Saving makes more cents than spending

Spending our way out of a recession is a theory most farmers have difficulty getting our heads round.

Those of us who survived the ag-sag of the 80s are haunted by memories of interest rates going above 20% and have no intention of jeopardising our businesses and the jobs of our staff  by spending any more than we have to.

We are mindful that when we stop spending the impact is felt beyond the farm gate. The money from the dairy boom flowed into towns and now the white gold rush is over, the people who service and supply us are losing business.

The ODT reports  that Humes in Alexandra have made 15 staff redundant because of a fall in demand for the water troughs and cattle underpasses they make.

That’s a lot of jobs in a small business in a small town but none of the dairy farmers I’ve spoken to are in the mood for the sort of expansion which would generate the demand to provide work for those people.

When money is tight saving makes more cents – and sense – than spending.

3 Responses to Saving makes more cents than spending

  1. Sally says:

    And this government gives taxpayer money to the Dunedin Stadium!

    God only knows what National’s principles are. They certainly don’t believe in free enterprise as they only pay lip service to this principle.

    I am sick of reading feeble excuses for their shocking decisions that it was a ‘political’ decision. Politics must no longer come into the equation.

    Aren’t these people meant to be there for what is good for our country not making shonky decisions just because they want to be elected next round?


  2. Farmer Baby Boomer says:

    You are quite right HP.A tight rein on the cheque book(and efpos,internet payments etc) is the policy most of us think makes most sense at the moment.
    I dont aggree with the overall tone of Sally’s comment but like her I do have questions about the stadium contribution.Have National put this under the heading of ‘infastructure’ spending? I guess it will help the Dunedin economy by giving work to sectors that are struggling to find work but I wouldn’t put it in same category spending ‘quality’ as, say, an irrigation dam in one of NZ’s drier areas or roading improvements that will help transport effciency.
    I am interested in hearing your thoughts on this issue, HP.


  3. Mark Hubbard says:

    The fact is government can’t spend our way out of recession, indeed, the multiplier effect they think exists – that is, government spending leads to economic growth by a factor greater than 1 – is purely mythical: if we could grow the economy in this way then why doesn’t the government spend a trillion dollars an hour – we’ll all be driving around in Merc’s. I don’t think so 🙂

    The problem is Western politicians, and economists, have for a very long time been ‘sucked in’ by Keynesian economics (which is Marxism without the hairy beards). Particularly they have become mired on the devastating reefs of what they refer to as the ‘paradox of thrift’ – that is, spending is good, savings are bad. It’s pure down on the farm BS.

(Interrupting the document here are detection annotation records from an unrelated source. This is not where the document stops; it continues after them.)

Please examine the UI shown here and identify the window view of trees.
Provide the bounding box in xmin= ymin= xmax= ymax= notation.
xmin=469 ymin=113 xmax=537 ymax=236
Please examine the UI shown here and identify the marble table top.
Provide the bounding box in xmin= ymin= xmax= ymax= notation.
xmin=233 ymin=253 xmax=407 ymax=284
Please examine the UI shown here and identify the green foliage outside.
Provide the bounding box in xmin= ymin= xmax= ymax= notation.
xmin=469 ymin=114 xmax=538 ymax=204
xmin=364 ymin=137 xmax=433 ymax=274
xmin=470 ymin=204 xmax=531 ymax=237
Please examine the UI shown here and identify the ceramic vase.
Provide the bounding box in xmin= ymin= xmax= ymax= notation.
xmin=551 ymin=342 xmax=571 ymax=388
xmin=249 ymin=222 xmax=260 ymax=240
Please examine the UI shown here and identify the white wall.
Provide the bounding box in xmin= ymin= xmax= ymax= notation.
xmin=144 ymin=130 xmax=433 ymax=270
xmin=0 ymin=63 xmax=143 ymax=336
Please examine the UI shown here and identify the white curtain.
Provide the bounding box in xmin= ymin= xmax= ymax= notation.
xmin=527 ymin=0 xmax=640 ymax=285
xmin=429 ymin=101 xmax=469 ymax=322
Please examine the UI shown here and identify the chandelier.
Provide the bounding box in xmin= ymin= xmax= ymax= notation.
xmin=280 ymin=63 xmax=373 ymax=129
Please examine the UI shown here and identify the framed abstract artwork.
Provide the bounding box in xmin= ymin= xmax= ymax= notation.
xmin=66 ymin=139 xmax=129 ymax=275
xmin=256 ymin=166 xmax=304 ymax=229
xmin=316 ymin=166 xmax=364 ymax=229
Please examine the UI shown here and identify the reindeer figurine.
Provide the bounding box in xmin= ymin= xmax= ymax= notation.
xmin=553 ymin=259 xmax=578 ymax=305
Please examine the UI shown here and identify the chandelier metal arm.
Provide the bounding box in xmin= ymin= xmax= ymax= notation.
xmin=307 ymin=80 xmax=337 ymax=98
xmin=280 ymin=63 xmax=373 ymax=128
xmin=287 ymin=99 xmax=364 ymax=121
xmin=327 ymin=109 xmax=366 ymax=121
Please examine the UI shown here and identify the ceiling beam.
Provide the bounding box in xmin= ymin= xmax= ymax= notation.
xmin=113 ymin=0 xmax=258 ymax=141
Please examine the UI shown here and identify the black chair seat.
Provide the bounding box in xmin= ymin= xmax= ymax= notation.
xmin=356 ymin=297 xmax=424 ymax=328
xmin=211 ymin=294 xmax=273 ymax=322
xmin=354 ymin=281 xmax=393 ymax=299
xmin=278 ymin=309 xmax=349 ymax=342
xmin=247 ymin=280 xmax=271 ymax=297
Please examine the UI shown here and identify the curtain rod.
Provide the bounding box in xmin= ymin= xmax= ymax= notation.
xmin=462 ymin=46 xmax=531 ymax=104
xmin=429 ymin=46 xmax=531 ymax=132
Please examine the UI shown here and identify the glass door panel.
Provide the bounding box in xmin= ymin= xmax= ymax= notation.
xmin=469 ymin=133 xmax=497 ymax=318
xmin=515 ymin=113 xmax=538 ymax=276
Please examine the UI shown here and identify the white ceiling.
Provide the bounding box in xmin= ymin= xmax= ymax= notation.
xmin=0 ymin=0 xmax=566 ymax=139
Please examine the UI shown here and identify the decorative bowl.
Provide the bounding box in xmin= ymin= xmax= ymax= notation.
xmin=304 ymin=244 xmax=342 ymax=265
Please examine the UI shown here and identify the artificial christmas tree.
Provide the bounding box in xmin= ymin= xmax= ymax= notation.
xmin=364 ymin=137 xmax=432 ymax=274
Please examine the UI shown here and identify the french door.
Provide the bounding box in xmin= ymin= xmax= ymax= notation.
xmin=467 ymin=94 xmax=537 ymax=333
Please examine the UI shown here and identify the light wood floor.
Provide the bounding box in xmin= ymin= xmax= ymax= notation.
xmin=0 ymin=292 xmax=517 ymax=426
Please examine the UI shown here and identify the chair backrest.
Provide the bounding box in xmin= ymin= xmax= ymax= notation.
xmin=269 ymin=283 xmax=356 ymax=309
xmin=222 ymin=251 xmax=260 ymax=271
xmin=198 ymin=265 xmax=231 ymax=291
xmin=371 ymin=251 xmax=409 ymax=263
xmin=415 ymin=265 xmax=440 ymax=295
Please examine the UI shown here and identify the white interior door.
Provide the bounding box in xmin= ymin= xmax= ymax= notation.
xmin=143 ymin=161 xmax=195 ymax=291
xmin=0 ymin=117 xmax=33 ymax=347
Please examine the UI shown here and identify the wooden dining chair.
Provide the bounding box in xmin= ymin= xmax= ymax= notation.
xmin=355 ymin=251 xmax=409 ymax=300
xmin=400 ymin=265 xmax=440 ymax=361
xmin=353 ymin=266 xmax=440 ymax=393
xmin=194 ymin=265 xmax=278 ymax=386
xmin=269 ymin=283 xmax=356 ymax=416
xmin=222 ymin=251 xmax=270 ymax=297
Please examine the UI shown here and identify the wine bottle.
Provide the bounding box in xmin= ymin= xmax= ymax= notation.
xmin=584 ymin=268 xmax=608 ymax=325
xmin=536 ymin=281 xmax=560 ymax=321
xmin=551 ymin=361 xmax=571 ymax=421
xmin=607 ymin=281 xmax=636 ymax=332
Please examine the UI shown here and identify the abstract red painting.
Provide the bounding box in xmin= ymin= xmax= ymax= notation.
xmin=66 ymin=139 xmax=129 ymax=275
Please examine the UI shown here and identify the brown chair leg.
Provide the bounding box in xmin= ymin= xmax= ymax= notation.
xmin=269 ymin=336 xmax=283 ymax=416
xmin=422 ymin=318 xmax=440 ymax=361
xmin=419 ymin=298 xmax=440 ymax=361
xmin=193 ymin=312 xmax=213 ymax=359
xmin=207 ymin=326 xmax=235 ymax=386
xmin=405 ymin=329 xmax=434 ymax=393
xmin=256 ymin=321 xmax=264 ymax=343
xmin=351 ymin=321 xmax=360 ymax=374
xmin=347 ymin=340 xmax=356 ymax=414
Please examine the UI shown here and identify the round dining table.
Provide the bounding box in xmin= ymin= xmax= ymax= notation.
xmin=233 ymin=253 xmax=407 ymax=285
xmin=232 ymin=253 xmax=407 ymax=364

    This very good article gives a pretty good brief on that, quote:

    Perhaps the single most destructive tenet of Keynesian economics was its denigration of saving. Keynesianism has been used to justify wasteful spending, massive deficits, and one after another scheme to redistribute wealth from those who would save it to those who would spend it.

    In keeping with this anti-saving doctrine …

    Though that is a pretty long article. More locally, Bernard deals with this on his blog post and video here.

    In fact the reality of markets works in entirely the opposite direction, to quote my own comment on Hickey’s thread:

    “But most particularly, on the level of theory, one of the fundamental assumption errors with this Keynesian notion – of spending – is that consumption leads to production. It does not. Production leads consumption, and production is dependent on savings.”